You may not agree so much with Jared Kushner's politics. But if you're a small-business owner, you should definitely pay attention to how he handles his taxes.
Kushner — the son-in-law of President Trump and husband of Ivanka — made headlines the other week after the New York Times reported that he had "probably paid little or no income tax" from 2009 to 2016.
"Over the past decade, Jared Kushner's family company has spent billions of dollars buying real estate. His personal stock investments have soared. His net worth has quintupled to almost $324 million," wrote Times reporters Jesse Drucker and Emily Flitter. "And yet, for several years running, Mr. Kushner appears to have paid almost no federal income taxes, according to confidential financial documents."
Is this yet another Trump family tactic to benefit the rich at the expense of the poor? Actually, no it isn't. Kushner just used a very common and legal strategy in the tax code that's available to most businesses, big and small.
Because Kushner is in the real estate business, his company would buy buildings and other assets and then enjoy significant first-year deductions that are allowed under IRS accelerated-depreciation rules. Sometimes the deductions would be so large that his company would generate a loss. Which was fine, because that loss could be carried forward or back as an offset against any future or prior profits his company incurred.
But here's the great thing about this tax strategy: You don't have to spend any — or much — cash to take advantage of it. The IRS doesn't require that you pay for an asset to take the deduction. You just need to make sure that it's being used during that tax year. So Kushner would buy these properties (assets can be new or not) with mostly borrowed funds and then enjoy the large tax deductions once his properties were in use.
"If I had to live my life over again, I would have been in the real estate business," Jonathan Blattmachr, a well-known trusts and estates lawyer, told the Times. "It's fantastic. You get tax deductions for things you don't pay for."
But here's the thing Mr. Blattmachr: You don't have to be in only the real estate business. You can be in any business. That's because these accelerated-depreciation rules — which have been around for decades — are available to business owners in every industry.
In fact, and thanks to last year's tax reform, many small businesses (which, remember, employ more than half of the country's workforce) have been given added incentives to write off up to $1 million a year in capital equipment as well as enhanced deductions on vehicles purchased for business use.
Pay attention small business owners and meet with your accountants. It's only mid-October, and if the Fed sticks to its already announced monetary-policy plans, then it's likely that interest rates will be increasing over the next year. So while these rates are still relatively low, it's a good time for small businesses to buy, finance, and place into service property and equipment to take advantage of large deductions before year end.
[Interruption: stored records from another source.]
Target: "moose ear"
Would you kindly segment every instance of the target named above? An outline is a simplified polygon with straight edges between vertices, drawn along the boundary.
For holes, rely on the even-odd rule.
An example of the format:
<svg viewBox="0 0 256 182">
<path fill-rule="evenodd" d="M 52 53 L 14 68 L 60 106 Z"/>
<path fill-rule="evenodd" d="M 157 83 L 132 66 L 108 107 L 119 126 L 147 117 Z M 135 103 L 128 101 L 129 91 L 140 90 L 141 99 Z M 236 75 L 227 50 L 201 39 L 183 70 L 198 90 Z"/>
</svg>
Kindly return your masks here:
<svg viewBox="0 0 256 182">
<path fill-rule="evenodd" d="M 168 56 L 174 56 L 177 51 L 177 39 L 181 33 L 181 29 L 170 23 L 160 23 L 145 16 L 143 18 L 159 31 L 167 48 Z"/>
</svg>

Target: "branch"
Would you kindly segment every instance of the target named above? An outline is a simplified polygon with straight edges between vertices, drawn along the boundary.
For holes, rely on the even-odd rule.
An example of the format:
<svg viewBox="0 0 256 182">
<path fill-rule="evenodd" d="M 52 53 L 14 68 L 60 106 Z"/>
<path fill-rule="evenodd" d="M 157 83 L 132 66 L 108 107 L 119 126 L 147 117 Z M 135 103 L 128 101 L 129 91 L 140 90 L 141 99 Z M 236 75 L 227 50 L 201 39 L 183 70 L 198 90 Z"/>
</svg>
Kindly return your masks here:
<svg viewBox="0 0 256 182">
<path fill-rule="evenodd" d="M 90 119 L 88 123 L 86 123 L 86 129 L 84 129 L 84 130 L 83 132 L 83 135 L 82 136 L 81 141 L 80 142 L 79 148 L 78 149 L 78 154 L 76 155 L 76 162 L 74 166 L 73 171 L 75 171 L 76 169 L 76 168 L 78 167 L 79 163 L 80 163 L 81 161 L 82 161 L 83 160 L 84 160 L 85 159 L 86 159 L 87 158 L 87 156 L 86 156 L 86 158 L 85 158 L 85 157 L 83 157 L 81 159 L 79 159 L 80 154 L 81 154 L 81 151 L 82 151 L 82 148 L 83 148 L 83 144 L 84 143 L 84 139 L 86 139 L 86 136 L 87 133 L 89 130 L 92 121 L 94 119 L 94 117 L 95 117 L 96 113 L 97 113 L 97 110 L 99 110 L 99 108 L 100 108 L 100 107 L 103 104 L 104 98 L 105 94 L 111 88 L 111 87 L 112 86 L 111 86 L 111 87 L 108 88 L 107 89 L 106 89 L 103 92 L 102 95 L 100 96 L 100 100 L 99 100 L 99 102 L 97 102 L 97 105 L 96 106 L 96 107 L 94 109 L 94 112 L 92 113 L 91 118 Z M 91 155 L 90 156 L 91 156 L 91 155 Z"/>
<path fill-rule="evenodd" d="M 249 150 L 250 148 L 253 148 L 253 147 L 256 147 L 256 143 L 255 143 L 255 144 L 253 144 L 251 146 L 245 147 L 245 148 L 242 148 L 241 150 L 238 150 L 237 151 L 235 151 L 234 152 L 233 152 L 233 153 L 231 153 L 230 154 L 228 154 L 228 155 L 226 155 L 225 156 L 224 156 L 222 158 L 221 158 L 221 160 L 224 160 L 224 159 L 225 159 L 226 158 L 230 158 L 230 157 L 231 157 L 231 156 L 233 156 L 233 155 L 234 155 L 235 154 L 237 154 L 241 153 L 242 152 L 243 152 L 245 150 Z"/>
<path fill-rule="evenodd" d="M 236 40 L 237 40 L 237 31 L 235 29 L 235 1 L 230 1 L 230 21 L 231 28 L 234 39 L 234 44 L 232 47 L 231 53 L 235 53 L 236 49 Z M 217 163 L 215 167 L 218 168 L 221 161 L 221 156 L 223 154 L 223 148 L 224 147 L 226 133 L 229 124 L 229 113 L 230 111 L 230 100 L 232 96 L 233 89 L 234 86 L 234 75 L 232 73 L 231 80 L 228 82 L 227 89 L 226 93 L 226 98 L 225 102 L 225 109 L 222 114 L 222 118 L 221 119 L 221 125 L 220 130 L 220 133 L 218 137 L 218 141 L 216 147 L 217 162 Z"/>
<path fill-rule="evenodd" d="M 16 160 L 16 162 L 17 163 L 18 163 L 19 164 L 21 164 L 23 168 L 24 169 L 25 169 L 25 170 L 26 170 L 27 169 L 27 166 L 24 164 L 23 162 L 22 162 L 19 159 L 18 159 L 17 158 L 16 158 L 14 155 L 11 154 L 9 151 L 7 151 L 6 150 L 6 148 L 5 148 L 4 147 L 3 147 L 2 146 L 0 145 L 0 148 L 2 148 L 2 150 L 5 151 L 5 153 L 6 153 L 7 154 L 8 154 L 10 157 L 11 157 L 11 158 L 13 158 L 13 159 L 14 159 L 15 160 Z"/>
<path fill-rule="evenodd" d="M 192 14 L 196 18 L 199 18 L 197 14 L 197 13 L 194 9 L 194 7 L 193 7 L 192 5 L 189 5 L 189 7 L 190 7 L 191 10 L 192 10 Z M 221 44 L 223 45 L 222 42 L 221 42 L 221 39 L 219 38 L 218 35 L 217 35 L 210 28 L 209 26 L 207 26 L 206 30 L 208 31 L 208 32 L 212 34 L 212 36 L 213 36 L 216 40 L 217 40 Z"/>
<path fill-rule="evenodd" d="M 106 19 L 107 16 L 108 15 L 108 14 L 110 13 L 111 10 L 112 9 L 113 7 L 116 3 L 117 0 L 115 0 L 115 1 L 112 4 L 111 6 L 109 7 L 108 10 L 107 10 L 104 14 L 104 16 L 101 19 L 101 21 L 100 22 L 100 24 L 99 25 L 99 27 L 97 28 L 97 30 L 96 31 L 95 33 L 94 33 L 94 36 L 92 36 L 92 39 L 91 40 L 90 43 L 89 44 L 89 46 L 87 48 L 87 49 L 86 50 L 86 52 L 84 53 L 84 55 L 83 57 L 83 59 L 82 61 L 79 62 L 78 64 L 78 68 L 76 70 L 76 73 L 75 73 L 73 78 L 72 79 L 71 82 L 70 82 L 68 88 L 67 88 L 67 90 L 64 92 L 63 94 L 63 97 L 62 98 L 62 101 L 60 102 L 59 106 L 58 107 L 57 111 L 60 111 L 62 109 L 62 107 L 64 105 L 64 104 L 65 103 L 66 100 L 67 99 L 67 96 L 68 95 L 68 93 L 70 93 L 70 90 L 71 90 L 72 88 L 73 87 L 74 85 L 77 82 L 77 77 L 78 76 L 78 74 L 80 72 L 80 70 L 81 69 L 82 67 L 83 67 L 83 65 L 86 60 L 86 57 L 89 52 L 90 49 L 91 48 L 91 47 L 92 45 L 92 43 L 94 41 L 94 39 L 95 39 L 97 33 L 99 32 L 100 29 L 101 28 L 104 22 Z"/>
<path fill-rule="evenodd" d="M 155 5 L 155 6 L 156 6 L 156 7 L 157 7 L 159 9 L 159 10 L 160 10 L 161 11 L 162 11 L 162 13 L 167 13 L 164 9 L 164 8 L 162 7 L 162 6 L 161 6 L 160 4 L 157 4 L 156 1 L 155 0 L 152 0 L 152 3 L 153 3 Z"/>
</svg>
So thank you New York Times for further increasing the awareness of this most excellent and long-existing tax strategy. And thanks to you Jared Kushner. When it comes to taxes, more business owners should be doing what you're doing. Why? Because it's legal and because we all have a fiduciary duty to our employees, customers, vendors, partners — and their families — who all rely on us for their livelihoods to minimize expenses where we can so that we can continue to grow our businesses and provide them with jobs.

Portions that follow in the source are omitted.